Diagnosis is confirmed by examination of peripheral blood smears every 8 to 24 hours. The CSF is examined to exclude other possible causes of symptoms in patients with suspected cerebral malaria. Antimalarial chemotherapy, consisting of intravenous quinine or quinidine (in an intensive care unit [ICU] setting) or artesunate, plus doxycycline, tetracycline, or clindamycin, is started without awaiting laboratory confirmation of the clinical diagnosis. Untreated cerebral malaria is generally fatal. Neurologic sequelae are common in survivors and may include motor, sensory, cognitive, or language deficits and seizures.
AFRICAN TRYPANOSOMIASIS
African trypanosomiasis in humans (“sleeping sickness”) is transmitted by infected tsetse flies and takes two forms; in each, a meningoencephalitis may develop. An initial inflammatory skin lesion or chancre may occur a few days after a bite by the infected fly. Infection by T. brucei gambiense (in West and Central Africa) may otherwise be asymptomatic for months or years. Presentation with fever, headache, arthralgia, lymphadenopathy, and hepatosplenomegaly is followed in late stages by neurologic involvement, with lethargy, headache, personality changes, poor concentration, tremor, unsteadiness, and daytime somnolence. With further progression, the patient becomes obtunded; worsening coma leads to death. Infection by T. brucei rhodesiense (in East Africa) leads to a similar but more acute disorder.

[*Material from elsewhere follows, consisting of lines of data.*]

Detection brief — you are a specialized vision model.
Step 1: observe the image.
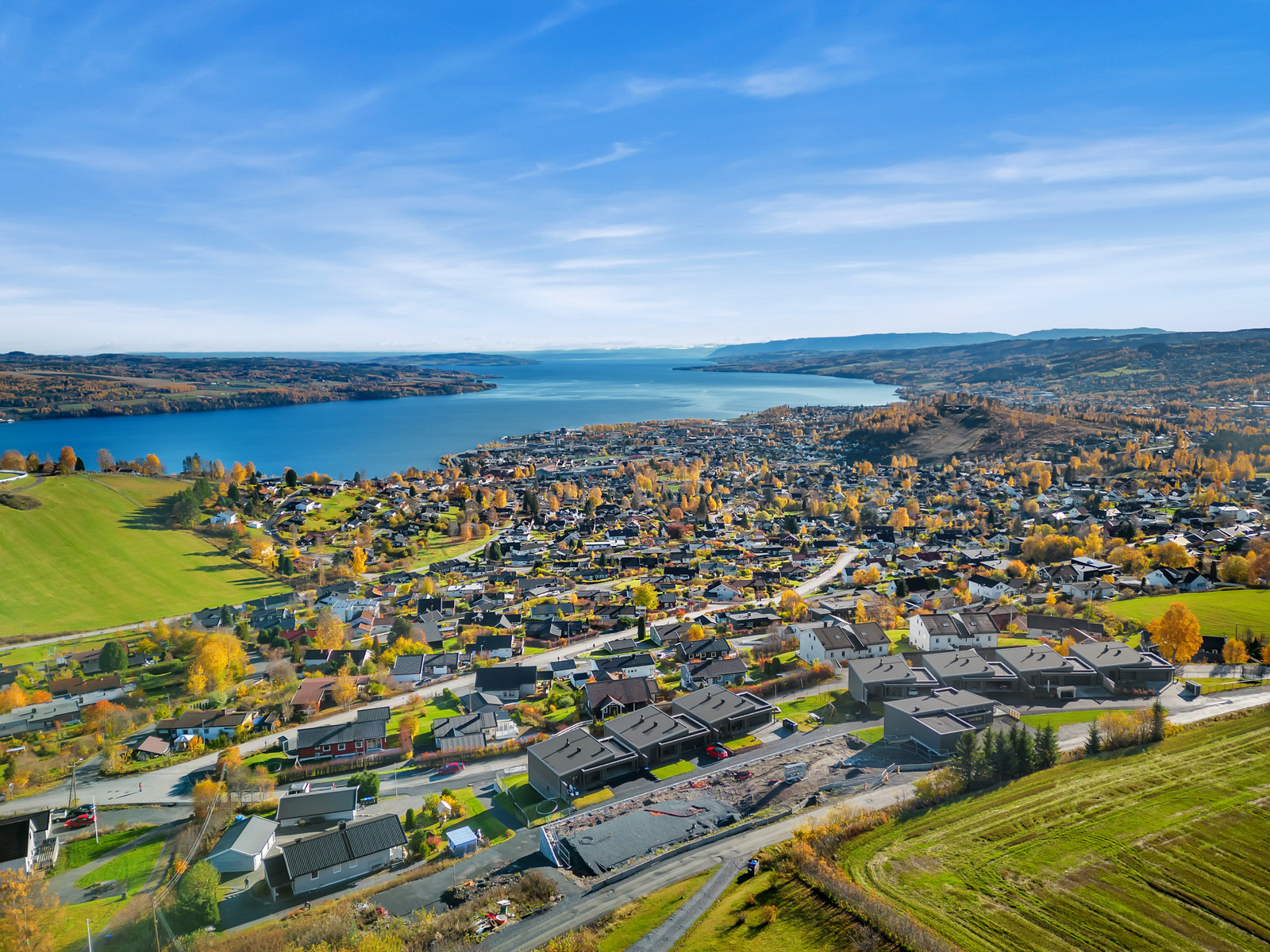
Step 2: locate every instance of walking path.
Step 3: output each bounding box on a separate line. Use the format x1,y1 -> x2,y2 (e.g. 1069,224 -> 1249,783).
626,857 -> 745,952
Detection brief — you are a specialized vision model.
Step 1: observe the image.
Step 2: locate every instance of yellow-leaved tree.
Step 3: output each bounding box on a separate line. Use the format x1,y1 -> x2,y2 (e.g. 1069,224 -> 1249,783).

Diagnosis requires identification of the trypanosome, typically in a blood smear. The CSF must be examined to confirm the diagnosis and stage the disease. A pleocytosis or increased protein concentration, or both, indicate neurologic involvement; immunoglobulin M (IgM) levels may be increased, and trypanosomes may be present. Serologic tests for the West but not East African disease are available; polymerase chain reaction (PCR) is investigational. Treatment regimens with antiprotozoal agents depend on the offending organism and whether neurologic involvement has occurred.